Juan de la Cerda, 4th Duke of Medinaceli, was Viceroy of Sicily (1556–1564), and Captain General of Sicily. He was later Viceroy of Navarra (1567–1572). He married Juana Manuel de Portugal (ca. 1520–1568), daughter of Sancho I de Noronha Portugal, 2nd Count of Faro on 7 April 1541, at Ocaña.

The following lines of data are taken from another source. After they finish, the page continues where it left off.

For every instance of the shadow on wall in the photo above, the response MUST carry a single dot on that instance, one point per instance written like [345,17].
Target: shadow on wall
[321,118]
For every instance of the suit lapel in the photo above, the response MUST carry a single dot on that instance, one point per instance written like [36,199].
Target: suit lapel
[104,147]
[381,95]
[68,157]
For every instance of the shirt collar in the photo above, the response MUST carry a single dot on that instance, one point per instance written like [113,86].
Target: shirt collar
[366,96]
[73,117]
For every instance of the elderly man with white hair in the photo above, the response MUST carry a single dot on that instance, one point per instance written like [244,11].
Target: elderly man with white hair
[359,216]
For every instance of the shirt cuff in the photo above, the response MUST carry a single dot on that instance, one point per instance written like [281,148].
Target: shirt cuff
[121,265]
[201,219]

===5th Duke of Medinaceli===
Duke Juan III Luis de la Cerda y Manuel de Portugal, 5th Duke of Medinaceli, was an Ambassador in Portugal and a Knight of the Order of the Golden Fleece. He was married four times. His first wife, Isabella d'Aragona (bef. 1543 - August 1578) was the daughter of Antonio d'Aragona, (1506–1543). His second wife was Duca di Montalto and after 1578, he married Juana de la Lama. His 4th wife was Marquesa de la Adrada, daughter of Gonzalo Fernández de la Lama.

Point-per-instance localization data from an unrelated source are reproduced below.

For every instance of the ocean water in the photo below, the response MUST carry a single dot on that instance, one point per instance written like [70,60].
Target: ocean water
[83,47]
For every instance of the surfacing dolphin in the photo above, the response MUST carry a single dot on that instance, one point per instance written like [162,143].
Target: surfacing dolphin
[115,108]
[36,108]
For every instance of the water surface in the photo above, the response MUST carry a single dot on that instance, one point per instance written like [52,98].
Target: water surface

===6th Duke of Medinaceli===
Duke Juan Luis de la Cerda y Aragón, 6th Duke of Medinaceli (20 May 1569 - 24 November 1607) was a Knight of the Order of the Golden Fleece. He was an Ambassador to Germanic countries. He married twice, the first time in 1564, to Ana de la Cueva, daughter of the 5th Duke of Alburquerque, Gabriel de la Cueva, Governor of the Duchy of Milano (Italy). He got married for a second time in 1606, to Antonia Dávila y Colonna (d. 29 October 1625), daughter of Gómez Dávila y de Toledo, the 2nd Marqués de Velada (d. 30 January 1599), tutor of King Philip III of Spain.

===7th Duke of Medinaceli===
Duke Antonio Juan de la Cerda y Toledo (25 October 1607 – 7 March 1671), 7th Duke of Medinaceli, Grandee of Spain, and Captain General of Valencia in 1641. He was married at the age of seventeen to Ana Francisca Luisa Enriquez de Ribera y Portocarrero, who was thirteen years of age. The marriage took place on November 28, 1625, in Dos Hermanas, province of Sevilla. Ana Francisca Luisa Enríquez de Ribera y Portocarrero (bef. 19 September 1613 - 21 May 1645) was later granted the title of hereditary 5th Duchess of Alcalá de los Gazules, as daughter of Pedro Enríquez Girón de Ribera, a Knight of the Military Order of Santiago.

===8th Duke of Medinaceli===
Juan Francisco de la Cerda y Portocarrero, 8th Duke of Medinaceli, (4 November 1637– 20 February 1691) was a Knight of the Order of the Golden Fleece. He was the Prime Minister of King Charles II of Spain. Medinaceli's strategies "produced fierce antipathy" between Marie-Louise of Orleans, the new Queen of Spain. He firmly believed in the rivalry between France and Spain and considered France the enemy. Therefore, he tried to isolate the young Queen from any French influence. In 1681, Medinaceli managed to have the Marquis of Villars, the French ambassador, removed from the Spanish court.

In 1685 he fell from power and was replaced by Manual Joaquín Álvarez de Toledo, 8th Count of Oropesa.

He was married at the age of sixteen to eighteen-year-old Catalina Antonia de Aragón y Folch de Cardona, 9th Duchess of Cardona, 5th Duchess of Lerma, 8th Duchess of Segorbe, on 1 May 1653 in Lucena, Province of Córdoba.

===9th Duke of Medinaceli===
Duke Luis Francisco Tomás de la Cerda y de Aragón - Folch de Cardona, (1654 - in prison, in Pamplona fortress, 1711), was the 9th Duke of Medinaceli, 10th Duke of Cardona, 6th Duke of Lerma, 7th Duke of Alcalá de los Gazules, and 9th Duke of Segorbe.